Ich darf euch Rocky Vorstellen:


 

 

Alter 10 Wochen, Mischling....................

Die Tage gibt's dann Bilder wie er sich am Teich verhält.....


----------



## ThomasK. (12. Mai 2007)

*AW: Rheierschreck*

Wird bestimmt mal ein echter Killer!!! 
Hübscher Bursche! 

So groß ist unser Sicherheitschef jetzt noch nicht mal. Aber in sicherer Entfernung kann er zur richtigen Bestie werden!!!


----------



## Uli (12. Mai 2007)

*AW: Rheierschreck*

hi olaf,
sieht gut aus der kleine.ich habe auch einen rheierschreck,allerdings pennt der immer wenn der rheier kommt 
gruß uli


----------



## ra_ll_ik (15. Mai 2007)

*AW: Rheierschreck*

 
Wirst dich wundern. Es kommt bestimmt kein __ Reiher mehr.
Sag mal, schläft der Kleine draußen? Oder im Haus? 
Upps, dann kommt der Reiher doch noch.


----------



## Joachim (15. Mai 2007)

*AW: Reiherschreck*

Hallo,

@ThomasK
 die kleinen Wadenbeißer können richtig giftig werden ... 

@Olaf
Schöner Hund und wenn man die Tatzen so sieht, wird er noch ein wenig wachsen


----------



## Thorsten (15. Mai 2007)

*AW: Reiherschreck*

Pfoten Joachim, PFOTEN


----------



## Olli.P (15. Mai 2007)

*AW: Reiherschreck*

Hi,


@Joachim:

Jo waren heute mal beim Tierarzt, der meinte gegenteilig zum vorherigen Besitzer auch, dass er mehr als 30cm Schulterhöhe bekommt.......

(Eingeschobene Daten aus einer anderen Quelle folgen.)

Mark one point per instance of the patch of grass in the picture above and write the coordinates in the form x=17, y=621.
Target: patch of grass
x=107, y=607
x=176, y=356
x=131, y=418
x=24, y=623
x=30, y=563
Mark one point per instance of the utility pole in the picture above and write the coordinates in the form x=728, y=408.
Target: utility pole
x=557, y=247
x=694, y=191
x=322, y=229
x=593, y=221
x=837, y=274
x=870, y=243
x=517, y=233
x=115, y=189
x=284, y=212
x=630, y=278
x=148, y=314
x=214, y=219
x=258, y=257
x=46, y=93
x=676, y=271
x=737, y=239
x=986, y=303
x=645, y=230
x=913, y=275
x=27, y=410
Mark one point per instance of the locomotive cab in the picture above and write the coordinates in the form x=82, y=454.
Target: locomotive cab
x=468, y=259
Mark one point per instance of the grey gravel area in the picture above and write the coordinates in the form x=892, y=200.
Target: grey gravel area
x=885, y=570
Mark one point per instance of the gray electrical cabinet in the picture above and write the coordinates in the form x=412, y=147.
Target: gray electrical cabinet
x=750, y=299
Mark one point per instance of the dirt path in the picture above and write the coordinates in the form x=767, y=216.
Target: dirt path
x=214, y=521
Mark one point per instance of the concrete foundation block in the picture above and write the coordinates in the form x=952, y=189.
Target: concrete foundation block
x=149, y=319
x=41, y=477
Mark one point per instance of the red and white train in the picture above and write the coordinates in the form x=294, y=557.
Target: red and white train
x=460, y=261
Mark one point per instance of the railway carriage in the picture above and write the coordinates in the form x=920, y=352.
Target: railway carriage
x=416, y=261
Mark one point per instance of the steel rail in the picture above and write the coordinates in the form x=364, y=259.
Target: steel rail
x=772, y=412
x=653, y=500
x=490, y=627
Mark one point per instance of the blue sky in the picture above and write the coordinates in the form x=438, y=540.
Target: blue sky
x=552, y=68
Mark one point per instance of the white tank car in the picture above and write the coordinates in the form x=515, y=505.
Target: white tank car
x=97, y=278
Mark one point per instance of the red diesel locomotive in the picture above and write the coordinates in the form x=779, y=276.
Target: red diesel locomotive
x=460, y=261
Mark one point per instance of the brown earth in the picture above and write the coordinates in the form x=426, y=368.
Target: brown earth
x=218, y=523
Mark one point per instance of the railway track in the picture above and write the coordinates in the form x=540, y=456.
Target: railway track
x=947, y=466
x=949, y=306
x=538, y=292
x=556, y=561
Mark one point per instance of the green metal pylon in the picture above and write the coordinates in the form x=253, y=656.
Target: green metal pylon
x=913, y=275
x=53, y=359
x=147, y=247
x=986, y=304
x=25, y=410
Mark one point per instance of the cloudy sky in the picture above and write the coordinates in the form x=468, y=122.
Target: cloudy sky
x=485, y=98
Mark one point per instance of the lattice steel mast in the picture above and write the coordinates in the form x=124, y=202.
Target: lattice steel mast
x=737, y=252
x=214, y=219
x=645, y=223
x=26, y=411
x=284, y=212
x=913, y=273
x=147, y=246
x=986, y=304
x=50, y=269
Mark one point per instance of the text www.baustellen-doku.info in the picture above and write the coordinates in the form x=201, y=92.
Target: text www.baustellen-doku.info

das ist 'ne Mischung aus Cockerspaniel, Collie und was weiß ich noch......

@Thorsten:

Wieso Pfoten???? Wenn man mal so überlegt, könnte das auch ein Knut in schwarz sein......

@ Ralf:

Z.Zt. pennt der noch im Haus, mal abwarten wie groß der wird......
ausserdem wollen wir noch eine Treppe vom Balkon in den Garten machen, wir ham im Sommer eh fast immer die Balkontür auf, dann kann er rein und raus wie er will........

Armer __ Reiher.........


----------



## ra_ll_ik (16. Mai 2007)

*AW: Reiherschreck*



> Z.Zt. pennt der noch im Haus, mal abwarten wie groß der wird......


Ja da kann man sich schon mal wundern.
Unser Berner Sennen Baby, jetzt 8 Monate alt, schläft auch im Haus. (Schulterhöhe 69.5cm und ca. 48kg und das ist noch nicht das Ende   )
Da kann ruhig der __ Reiher und seine ganze Familie kommen, wenn er schläft dann schläft er....und schnarcht auch dabei. 

Wir haben auch noch einen Kampfkater draußen rumschwirren, wenn er denn mal da ist, kann er ja aufpassen.


----------